Today, dataminer and video game preservation enthusiast SimonTime announced that they had located and archived the demo for dash, which they refer to as the "holy grail of Nintendo DS kiosk demos." According to SimonTime, until now there was only one known copy in existence, and nobody had managed to "dump" or save the contents of the demo until now.
Forgettable as Pokemon Dash may have been—our sister site Eurogamer doesn't appear to have reviewed it upon release, even though it was a launch title in Europe—you can trace an interesting history of Nintendo's handheld systems and the way it could distribute its games and demos through the game.

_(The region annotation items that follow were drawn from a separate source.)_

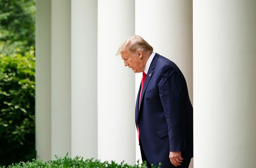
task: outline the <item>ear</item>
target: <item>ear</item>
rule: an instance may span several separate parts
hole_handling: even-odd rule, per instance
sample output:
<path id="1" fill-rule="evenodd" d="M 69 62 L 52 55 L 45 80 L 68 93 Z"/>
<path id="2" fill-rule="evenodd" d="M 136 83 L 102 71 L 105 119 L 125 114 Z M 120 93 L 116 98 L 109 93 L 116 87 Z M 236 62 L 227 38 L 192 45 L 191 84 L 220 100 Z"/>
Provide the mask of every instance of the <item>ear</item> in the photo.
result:
<path id="1" fill-rule="evenodd" d="M 138 50 L 137 51 L 137 52 L 139 58 L 140 58 L 140 59 L 141 59 L 142 58 L 142 52 L 140 50 Z"/>

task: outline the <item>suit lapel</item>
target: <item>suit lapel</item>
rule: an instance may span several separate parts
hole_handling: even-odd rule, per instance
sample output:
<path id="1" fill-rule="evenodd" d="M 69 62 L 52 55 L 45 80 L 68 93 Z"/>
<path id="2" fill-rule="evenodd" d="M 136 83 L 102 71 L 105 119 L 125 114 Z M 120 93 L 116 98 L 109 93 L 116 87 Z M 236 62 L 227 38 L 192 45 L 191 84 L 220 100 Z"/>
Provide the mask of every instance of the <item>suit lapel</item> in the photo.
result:
<path id="1" fill-rule="evenodd" d="M 153 75 L 153 73 L 154 72 L 154 69 L 156 67 L 156 60 L 157 60 L 157 59 L 158 59 L 158 58 L 159 57 L 159 54 L 157 53 L 156 53 L 156 54 L 154 56 L 154 58 L 153 58 L 153 59 L 152 60 L 152 61 L 151 62 L 151 63 L 149 66 L 149 68 L 148 69 L 148 74 L 147 74 L 147 76 L 145 79 L 144 85 L 143 86 L 143 88 L 142 90 L 141 96 L 140 98 L 140 106 L 142 105 L 141 103 L 142 102 L 142 100 L 143 100 L 143 98 L 144 97 L 144 93 L 145 92 L 145 91 L 147 88 L 147 87 L 149 82 L 149 81 L 150 81 L 150 79 L 151 79 L 151 77 Z M 140 110 L 140 109 L 139 110 L 139 112 Z"/>

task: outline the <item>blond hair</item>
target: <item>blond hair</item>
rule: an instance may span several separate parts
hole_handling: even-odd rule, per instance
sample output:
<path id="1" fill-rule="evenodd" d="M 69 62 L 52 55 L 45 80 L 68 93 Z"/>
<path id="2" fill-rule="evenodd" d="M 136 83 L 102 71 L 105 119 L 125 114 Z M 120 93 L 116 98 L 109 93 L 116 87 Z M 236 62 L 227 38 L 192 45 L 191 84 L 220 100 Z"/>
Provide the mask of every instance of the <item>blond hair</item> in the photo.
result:
<path id="1" fill-rule="evenodd" d="M 143 38 L 138 35 L 132 36 L 125 39 L 119 47 L 116 55 L 126 50 L 131 54 L 134 54 L 139 50 L 147 54 L 151 54 L 153 52 L 153 47 Z"/>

Remember that the first Nintendo handheld to launch with support for enough removable store to potentially hold a game demo was the DSi, a hardware revision that didn't come out until late 2008. Even then, the DSiWare online store didn't support buying full versions of retail Nintendo DS games-physical games existed on cartridges, and DSiWare games were digital-only.

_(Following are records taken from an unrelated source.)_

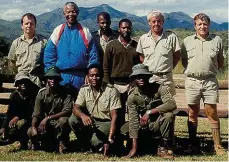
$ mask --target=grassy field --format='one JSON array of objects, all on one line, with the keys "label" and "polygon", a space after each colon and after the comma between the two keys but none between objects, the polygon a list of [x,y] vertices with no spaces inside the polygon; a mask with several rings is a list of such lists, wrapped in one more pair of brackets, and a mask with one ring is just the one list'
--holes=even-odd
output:
[{"label": "grassy field", "polygon": [[[200,139],[201,154],[197,156],[184,155],[184,148],[187,147],[187,117],[176,117],[175,135],[176,150],[175,161],[228,161],[228,155],[217,156],[213,153],[213,143],[211,139],[211,129],[207,118],[199,118],[198,137]],[[221,137],[224,148],[228,151],[228,119],[220,119]],[[73,137],[72,137],[73,138]],[[44,151],[16,151],[17,142],[8,146],[0,146],[1,161],[164,161],[155,155],[144,155],[133,159],[123,157],[106,158],[101,154],[94,153],[68,153],[56,154]]]}]

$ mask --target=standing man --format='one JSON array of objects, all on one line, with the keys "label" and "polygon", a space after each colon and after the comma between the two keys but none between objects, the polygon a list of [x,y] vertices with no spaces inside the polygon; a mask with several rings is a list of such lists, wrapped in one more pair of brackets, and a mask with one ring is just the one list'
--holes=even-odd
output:
[{"label": "standing man", "polygon": [[17,69],[16,73],[26,73],[30,80],[41,87],[40,77],[43,75],[43,52],[47,40],[36,34],[37,19],[32,13],[21,18],[23,35],[15,39],[8,54],[9,69]]},{"label": "standing man", "polygon": [[132,22],[129,19],[119,21],[118,39],[108,43],[104,60],[104,81],[114,84],[114,87],[121,93],[122,115],[119,117],[124,120],[127,93],[130,89],[129,75],[132,67],[139,63],[139,57],[136,52],[137,42],[131,39]]},{"label": "standing man", "polygon": [[36,97],[32,124],[28,130],[32,142],[30,149],[39,148],[40,141],[45,149],[53,148],[50,144],[54,139],[58,142],[59,153],[64,153],[71,131],[68,117],[71,115],[73,100],[64,87],[59,85],[62,78],[55,68],[49,69],[44,77],[47,85]]},{"label": "standing man", "polygon": [[96,151],[103,148],[104,155],[107,155],[117,129],[117,109],[121,108],[119,92],[110,84],[102,84],[100,66],[89,67],[88,80],[89,84],[79,91],[69,124],[84,146],[91,140]]},{"label": "standing man", "polygon": [[92,36],[96,42],[100,63],[103,63],[103,56],[108,42],[113,39],[117,39],[119,33],[118,31],[112,30],[110,28],[111,17],[109,13],[100,12],[97,15],[97,21],[100,29],[98,31],[92,32]]},{"label": "standing man", "polygon": [[174,135],[176,103],[166,85],[156,82],[149,83],[152,74],[148,67],[137,64],[133,67],[130,77],[135,80],[136,87],[128,96],[129,136],[132,139],[132,149],[128,158],[137,154],[138,138],[141,130],[148,129],[154,137],[161,139],[157,155],[173,158],[169,151]]},{"label": "standing man", "polygon": [[45,71],[56,66],[63,81],[74,97],[84,84],[87,67],[98,63],[98,54],[89,29],[82,26],[77,17],[79,8],[74,2],[64,5],[66,23],[56,27],[44,52]]},{"label": "standing man", "polygon": [[150,82],[163,82],[175,95],[172,70],[180,59],[178,38],[173,32],[163,30],[164,16],[160,11],[151,11],[147,20],[151,30],[140,37],[136,51],[142,55],[143,64],[153,74]]},{"label": "standing man", "polygon": [[[189,107],[189,153],[197,153],[196,133],[200,99],[211,123],[214,148],[217,155],[225,153],[220,144],[220,121],[217,114],[219,84],[216,74],[223,67],[223,43],[219,36],[209,33],[210,18],[200,13],[194,17],[196,34],[184,39],[182,64],[185,68],[186,100]],[[201,63],[198,63],[201,60]]]}]

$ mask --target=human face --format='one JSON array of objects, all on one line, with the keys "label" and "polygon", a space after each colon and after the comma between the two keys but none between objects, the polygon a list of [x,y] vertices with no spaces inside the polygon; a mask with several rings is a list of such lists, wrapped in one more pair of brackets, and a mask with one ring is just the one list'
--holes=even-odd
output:
[{"label": "human face", "polygon": [[35,34],[35,20],[33,17],[28,17],[25,16],[23,18],[23,23],[21,25],[21,28],[24,32],[24,34],[28,34],[28,35],[34,35]]},{"label": "human face", "polygon": [[209,26],[210,24],[207,21],[197,19],[195,21],[195,30],[197,36],[200,36],[202,38],[207,38],[209,33]]},{"label": "human face", "polygon": [[107,31],[108,29],[110,29],[111,20],[106,19],[103,15],[100,15],[98,19],[98,24],[99,24],[99,28],[102,31]]},{"label": "human face", "polygon": [[89,83],[90,85],[92,85],[92,87],[97,87],[100,85],[101,76],[97,68],[90,69],[88,73],[88,77],[89,77]]},{"label": "human face", "polygon": [[77,22],[77,17],[79,14],[79,10],[74,5],[66,5],[64,7],[64,16],[67,20],[68,25],[73,25]]},{"label": "human face", "polygon": [[149,84],[150,75],[138,75],[135,78],[135,82],[138,87],[143,87]]},{"label": "human face", "polygon": [[119,26],[119,32],[121,37],[130,38],[132,27],[128,22],[122,22]]},{"label": "human face", "polygon": [[163,24],[164,24],[164,21],[159,16],[153,16],[149,20],[151,31],[155,34],[161,34],[163,30]]}]

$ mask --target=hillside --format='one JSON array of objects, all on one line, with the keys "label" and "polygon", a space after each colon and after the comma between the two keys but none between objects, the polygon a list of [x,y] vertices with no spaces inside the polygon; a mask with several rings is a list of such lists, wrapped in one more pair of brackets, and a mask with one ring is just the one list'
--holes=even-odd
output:
[{"label": "hillside", "polygon": [[[146,32],[149,30],[149,25],[146,20],[146,16],[136,16],[133,14],[129,14],[126,12],[118,11],[112,8],[109,5],[102,4],[95,7],[79,7],[80,14],[78,16],[78,20],[83,25],[87,26],[90,31],[97,30],[97,20],[96,16],[101,11],[106,11],[110,13],[112,18],[111,27],[113,29],[117,29],[118,22],[122,18],[128,18],[133,22],[134,31],[143,31]],[[51,12],[46,12],[37,16],[37,31],[46,37],[49,37],[52,30],[59,24],[65,22],[65,18],[63,16],[63,9],[57,8]],[[21,33],[20,28],[20,20],[14,20],[12,22],[1,20],[0,19],[0,37],[6,37],[10,40],[15,39]],[[183,12],[171,12],[165,13],[165,24],[164,28],[166,29],[193,29],[193,20],[192,18],[183,13]],[[214,30],[228,30],[228,22],[217,24],[215,22],[211,22],[211,29]]]}]

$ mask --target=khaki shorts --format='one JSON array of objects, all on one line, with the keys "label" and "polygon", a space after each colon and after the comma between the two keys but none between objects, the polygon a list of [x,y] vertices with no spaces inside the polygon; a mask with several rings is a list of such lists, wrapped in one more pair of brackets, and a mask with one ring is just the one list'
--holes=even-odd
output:
[{"label": "khaki shorts", "polygon": [[200,99],[207,104],[219,102],[219,84],[216,78],[197,79],[187,77],[185,80],[185,96],[188,104],[199,104]]},{"label": "khaki shorts", "polygon": [[168,73],[166,75],[153,74],[153,76],[149,79],[149,82],[150,83],[158,82],[160,84],[164,84],[169,87],[169,92],[172,94],[172,96],[176,95],[176,89],[175,89],[172,73]]}]

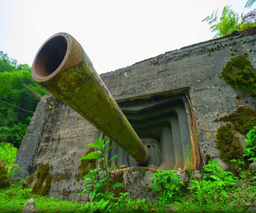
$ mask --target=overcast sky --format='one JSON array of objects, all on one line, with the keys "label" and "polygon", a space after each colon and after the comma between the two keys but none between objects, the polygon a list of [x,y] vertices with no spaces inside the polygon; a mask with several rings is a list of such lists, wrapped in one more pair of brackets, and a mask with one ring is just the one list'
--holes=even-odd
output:
[{"label": "overcast sky", "polygon": [[31,66],[49,37],[66,32],[78,41],[101,73],[210,39],[214,34],[201,20],[218,7],[221,13],[227,5],[246,13],[246,2],[0,0],[0,50]]}]

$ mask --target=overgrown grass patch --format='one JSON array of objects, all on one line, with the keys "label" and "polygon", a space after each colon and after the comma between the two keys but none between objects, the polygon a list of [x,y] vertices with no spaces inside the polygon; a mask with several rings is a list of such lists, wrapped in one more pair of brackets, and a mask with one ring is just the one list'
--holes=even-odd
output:
[{"label": "overgrown grass patch", "polygon": [[[40,212],[87,212],[90,205],[82,211],[82,203],[73,201],[63,201],[56,198],[36,195],[31,190],[22,189],[23,181],[5,190],[0,190],[0,212],[21,212],[28,200],[33,198]],[[146,201],[140,206],[136,200],[130,204],[118,208],[125,212],[243,212],[247,210],[256,193],[256,186],[244,185],[228,193],[225,199],[212,200],[207,203],[201,203],[189,193],[184,194],[178,201],[163,204],[158,201]],[[210,197],[209,198],[210,199]],[[91,206],[93,206],[91,203]]]}]

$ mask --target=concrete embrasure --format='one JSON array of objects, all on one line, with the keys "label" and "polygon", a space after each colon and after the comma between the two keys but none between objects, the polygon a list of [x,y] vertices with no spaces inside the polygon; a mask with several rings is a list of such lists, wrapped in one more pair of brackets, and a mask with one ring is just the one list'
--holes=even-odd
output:
[{"label": "concrete embrasure", "polygon": [[[218,129],[226,123],[213,121],[235,111],[239,106],[255,106],[255,99],[234,90],[220,76],[231,58],[245,53],[255,70],[255,44],[256,35],[212,40],[167,52],[100,76],[117,102],[150,97],[166,91],[170,95],[188,91],[195,114],[202,168],[209,158],[219,157],[215,135]],[[237,96],[241,98],[237,99]],[[51,102],[50,109],[48,105]],[[79,159],[88,150],[86,144],[93,143],[101,135],[98,129],[63,102],[46,95],[38,104],[15,161],[20,165],[20,178],[36,173],[39,165],[48,163],[53,176],[70,174],[69,178],[59,181],[53,178],[50,196],[86,199],[86,196],[77,195],[82,185]],[[238,139],[243,143],[244,138],[239,135]],[[133,183],[130,185],[127,181],[126,186],[134,196],[143,193],[147,198],[150,194],[146,184],[144,190],[142,186],[137,190],[135,177],[139,177],[138,179],[143,177],[139,171],[133,171],[127,177],[123,175],[124,182],[128,177],[132,180]],[[143,177],[139,185],[143,181],[149,183],[152,172],[146,171],[145,177],[148,181]]]}]

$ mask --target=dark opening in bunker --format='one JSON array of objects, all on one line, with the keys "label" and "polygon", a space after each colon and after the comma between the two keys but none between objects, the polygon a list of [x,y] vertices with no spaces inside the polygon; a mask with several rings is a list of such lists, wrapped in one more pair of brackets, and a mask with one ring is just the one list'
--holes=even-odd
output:
[{"label": "dark opening in bunker", "polygon": [[[191,135],[194,133],[189,104],[185,95],[159,95],[118,103],[149,153],[148,166],[183,170],[189,152],[188,146],[191,151],[194,167],[198,166],[199,151],[198,145],[195,144],[197,141],[193,140],[195,135]],[[108,158],[116,154],[119,158],[109,166],[130,167],[138,165],[121,147],[115,146],[109,153]]]},{"label": "dark opening in bunker", "polygon": [[37,76],[45,77],[56,70],[64,59],[67,48],[67,40],[63,36],[56,36],[47,42],[36,56]]}]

That means that kiosk demos of DS games essentially had to be distributed on cartridges (the alternative, I suppose, would've been making special kiosk-only DS units with other storage options, which would be even more desirable targets of theft).
Having a file of a game isn't the beginning and end of game preservation, but they're important to keep nonetheless. Demos, especially for games made early in a system's lifespan, could also prove even more interesting to researchers and historians.
So, unless you're a game archivist, you might not have much reason to visit SimonTime's archive.org repository of the demo, and Pokemon Dash is probably at the bottom of the list of Pokemon games that'll get a modern remake. Still, it's neat knowing that the community has closed the book on one chapter of preserving the history of Pokemon and the DS (which, by the way, barely trails behind the PS2 as the best-selling line of video game hardware ever). Perhaps when someone sits down to craft the definitive history of Pokemon, this'll mean Dash can be more than a mere footnote.